3. **Apply time filters** - Only trade during certain hours of the day or days of the week.
4. **Apply market condition filters** - Only trade during specific market conditions (e.g., low volatility, trending markets).
5. **Combine with other indicators** - Add additional filters using traditional indicators.
6. **Adjust confidence threshold** - Increase or decrease based on backtest results.
7. **Optimize trade duration** - Set maximum holding period based on the analysis.

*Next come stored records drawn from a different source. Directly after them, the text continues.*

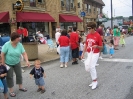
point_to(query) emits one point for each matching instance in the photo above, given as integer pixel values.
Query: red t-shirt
(93, 39)
(74, 38)
(25, 32)
(20, 31)
(100, 31)
(63, 41)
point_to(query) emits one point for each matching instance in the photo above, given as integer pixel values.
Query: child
(111, 48)
(122, 41)
(81, 47)
(38, 73)
(3, 73)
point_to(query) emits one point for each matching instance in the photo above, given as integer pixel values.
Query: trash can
(31, 49)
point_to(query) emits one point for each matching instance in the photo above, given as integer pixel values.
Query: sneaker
(110, 57)
(39, 89)
(97, 64)
(100, 57)
(73, 63)
(65, 66)
(91, 84)
(94, 85)
(61, 66)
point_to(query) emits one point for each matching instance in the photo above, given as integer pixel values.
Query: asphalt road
(115, 78)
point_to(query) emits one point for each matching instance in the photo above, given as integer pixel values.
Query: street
(115, 80)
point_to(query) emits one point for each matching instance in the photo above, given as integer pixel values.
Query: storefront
(4, 25)
(34, 22)
(68, 21)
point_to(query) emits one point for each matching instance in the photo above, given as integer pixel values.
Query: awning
(69, 18)
(33, 17)
(4, 17)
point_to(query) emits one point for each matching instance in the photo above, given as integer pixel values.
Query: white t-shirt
(81, 46)
(57, 35)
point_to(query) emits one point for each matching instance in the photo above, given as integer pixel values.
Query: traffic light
(18, 5)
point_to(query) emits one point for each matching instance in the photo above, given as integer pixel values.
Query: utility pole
(111, 16)
(132, 7)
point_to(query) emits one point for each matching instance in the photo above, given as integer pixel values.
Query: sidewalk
(44, 55)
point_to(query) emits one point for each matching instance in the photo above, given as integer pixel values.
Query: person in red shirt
(63, 41)
(74, 43)
(25, 35)
(94, 42)
(100, 31)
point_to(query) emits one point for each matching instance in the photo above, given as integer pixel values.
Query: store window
(68, 25)
(33, 3)
(33, 27)
(5, 29)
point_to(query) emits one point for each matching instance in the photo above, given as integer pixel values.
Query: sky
(120, 8)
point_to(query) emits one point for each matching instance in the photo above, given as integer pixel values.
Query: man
(74, 43)
(57, 35)
(93, 44)
(100, 31)
(20, 32)
(25, 34)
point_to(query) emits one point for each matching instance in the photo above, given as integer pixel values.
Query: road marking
(116, 60)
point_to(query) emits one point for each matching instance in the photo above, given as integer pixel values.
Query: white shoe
(100, 57)
(110, 57)
(91, 84)
(61, 66)
(94, 86)
(65, 66)
(97, 64)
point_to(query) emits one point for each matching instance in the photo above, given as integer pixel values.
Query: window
(33, 3)
(69, 5)
(62, 3)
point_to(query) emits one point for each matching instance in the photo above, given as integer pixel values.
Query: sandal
(12, 94)
(42, 91)
(23, 89)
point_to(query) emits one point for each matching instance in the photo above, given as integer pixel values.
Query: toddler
(3, 73)
(38, 73)
(111, 48)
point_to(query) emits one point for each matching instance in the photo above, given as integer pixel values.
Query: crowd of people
(72, 47)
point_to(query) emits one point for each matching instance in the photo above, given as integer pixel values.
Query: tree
(130, 18)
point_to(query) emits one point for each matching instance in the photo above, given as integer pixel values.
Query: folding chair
(51, 45)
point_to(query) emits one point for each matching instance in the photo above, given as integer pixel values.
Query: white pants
(93, 65)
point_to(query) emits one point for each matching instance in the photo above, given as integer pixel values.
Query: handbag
(88, 61)
(58, 49)
(7, 67)
(1, 87)
(105, 49)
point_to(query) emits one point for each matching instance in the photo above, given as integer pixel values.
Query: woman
(64, 48)
(116, 33)
(11, 52)
(94, 42)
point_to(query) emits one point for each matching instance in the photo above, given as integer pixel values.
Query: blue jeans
(64, 54)
(5, 85)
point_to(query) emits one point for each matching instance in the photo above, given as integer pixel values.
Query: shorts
(40, 81)
(75, 53)
(80, 53)
(5, 85)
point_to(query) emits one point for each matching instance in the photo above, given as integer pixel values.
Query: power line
(125, 3)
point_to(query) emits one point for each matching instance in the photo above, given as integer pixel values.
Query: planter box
(31, 49)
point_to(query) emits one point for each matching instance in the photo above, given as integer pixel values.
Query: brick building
(43, 15)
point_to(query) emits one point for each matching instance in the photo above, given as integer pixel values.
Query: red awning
(33, 17)
(69, 18)
(4, 17)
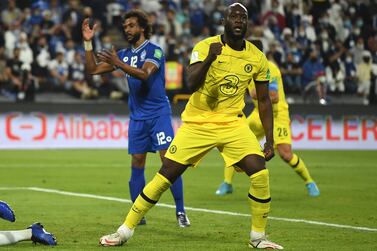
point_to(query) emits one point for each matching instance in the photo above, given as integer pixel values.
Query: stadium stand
(48, 67)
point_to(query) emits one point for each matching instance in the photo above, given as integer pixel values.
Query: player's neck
(235, 44)
(139, 42)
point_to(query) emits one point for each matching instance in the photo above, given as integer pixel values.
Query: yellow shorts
(282, 128)
(234, 140)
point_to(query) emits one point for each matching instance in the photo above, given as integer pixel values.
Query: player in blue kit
(150, 128)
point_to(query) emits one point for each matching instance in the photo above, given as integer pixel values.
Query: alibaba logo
(11, 126)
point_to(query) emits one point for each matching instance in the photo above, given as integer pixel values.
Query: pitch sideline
(99, 197)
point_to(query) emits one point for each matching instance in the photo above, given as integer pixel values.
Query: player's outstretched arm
(91, 65)
(110, 57)
(196, 72)
(265, 113)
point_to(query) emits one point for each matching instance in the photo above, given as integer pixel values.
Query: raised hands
(87, 31)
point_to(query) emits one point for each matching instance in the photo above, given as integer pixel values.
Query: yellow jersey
(276, 84)
(221, 97)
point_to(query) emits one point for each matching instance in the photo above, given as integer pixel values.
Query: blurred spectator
(350, 71)
(358, 51)
(21, 84)
(77, 78)
(26, 54)
(364, 72)
(59, 71)
(3, 73)
(291, 72)
(314, 77)
(43, 58)
(335, 77)
(73, 17)
(11, 15)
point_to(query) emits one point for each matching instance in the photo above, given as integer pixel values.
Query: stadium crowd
(317, 44)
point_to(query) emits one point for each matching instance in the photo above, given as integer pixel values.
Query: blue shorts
(150, 135)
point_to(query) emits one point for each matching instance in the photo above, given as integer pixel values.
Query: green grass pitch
(347, 180)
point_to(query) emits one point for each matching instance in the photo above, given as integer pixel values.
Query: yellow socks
(228, 174)
(299, 166)
(146, 200)
(260, 200)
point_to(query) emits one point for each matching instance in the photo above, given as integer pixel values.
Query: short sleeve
(155, 55)
(200, 52)
(264, 72)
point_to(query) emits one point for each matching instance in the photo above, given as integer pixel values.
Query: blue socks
(137, 182)
(177, 191)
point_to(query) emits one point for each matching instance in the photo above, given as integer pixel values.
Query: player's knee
(138, 160)
(252, 164)
(285, 153)
(171, 170)
(260, 179)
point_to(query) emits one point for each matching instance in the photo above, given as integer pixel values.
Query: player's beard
(230, 32)
(134, 38)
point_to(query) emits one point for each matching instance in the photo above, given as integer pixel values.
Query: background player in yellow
(220, 70)
(282, 131)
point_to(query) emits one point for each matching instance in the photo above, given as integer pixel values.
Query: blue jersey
(147, 99)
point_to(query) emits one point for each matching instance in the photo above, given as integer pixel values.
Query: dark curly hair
(142, 19)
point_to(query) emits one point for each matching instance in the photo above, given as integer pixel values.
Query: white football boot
(122, 235)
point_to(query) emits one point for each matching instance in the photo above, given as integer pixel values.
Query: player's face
(132, 30)
(236, 22)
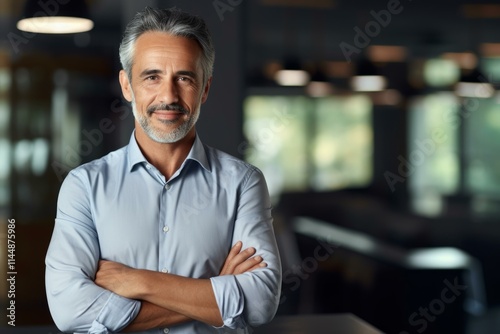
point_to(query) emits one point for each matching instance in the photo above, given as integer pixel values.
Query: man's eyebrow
(148, 72)
(187, 73)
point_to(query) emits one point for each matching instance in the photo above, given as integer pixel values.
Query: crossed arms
(170, 299)
(86, 294)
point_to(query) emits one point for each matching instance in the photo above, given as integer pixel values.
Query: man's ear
(125, 84)
(206, 89)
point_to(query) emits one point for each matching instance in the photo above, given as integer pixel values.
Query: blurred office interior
(376, 124)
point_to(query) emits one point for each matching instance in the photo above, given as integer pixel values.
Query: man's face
(167, 87)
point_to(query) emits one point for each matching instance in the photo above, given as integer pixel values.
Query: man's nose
(169, 93)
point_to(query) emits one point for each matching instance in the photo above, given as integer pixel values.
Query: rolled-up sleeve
(252, 298)
(76, 303)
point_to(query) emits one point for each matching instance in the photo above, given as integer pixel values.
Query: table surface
(343, 323)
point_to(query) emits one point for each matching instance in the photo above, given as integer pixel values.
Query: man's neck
(167, 158)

## 11. Save Backtest Results

Let's save our backtest results for future reference and comparison.

In [None]:
# Save backtest results and report
if backtest_results:
    # Save DataFrame to CSV
    df_results.to_csv('../backtest_results.csv', index=False)
    print("Saved backtest results to '../backtest_results.csv'")
    
    # Save backtest report to text file
    with open('../backtest_report.txt', 'w') as f:
        f.write(backtest_report)
    print("Saved backtest report to '../backtest_report.txt'")

## Summary

In this notebook, we've completed a comprehensive backtest of our trading entry point prediction model:

1. Loaded our trained model and prepared backtesting data
2. Found potential entry points based on model predictions
3. Visualized these entry points on price charts
4. Simulated trades with target prices and stop losses
5. Analyzed overall strategy performance
6. Examined monthly performance patterns
7. Analyzed the relationship between trade duration and profitability
8. Created an equity curve to visualize cumulative returns
9. Identified characteristics of winning and losing trades
10. Proposed potential refinements to improve the strategy

Next, we can use these insights to refine our model and trading strategy for better performance.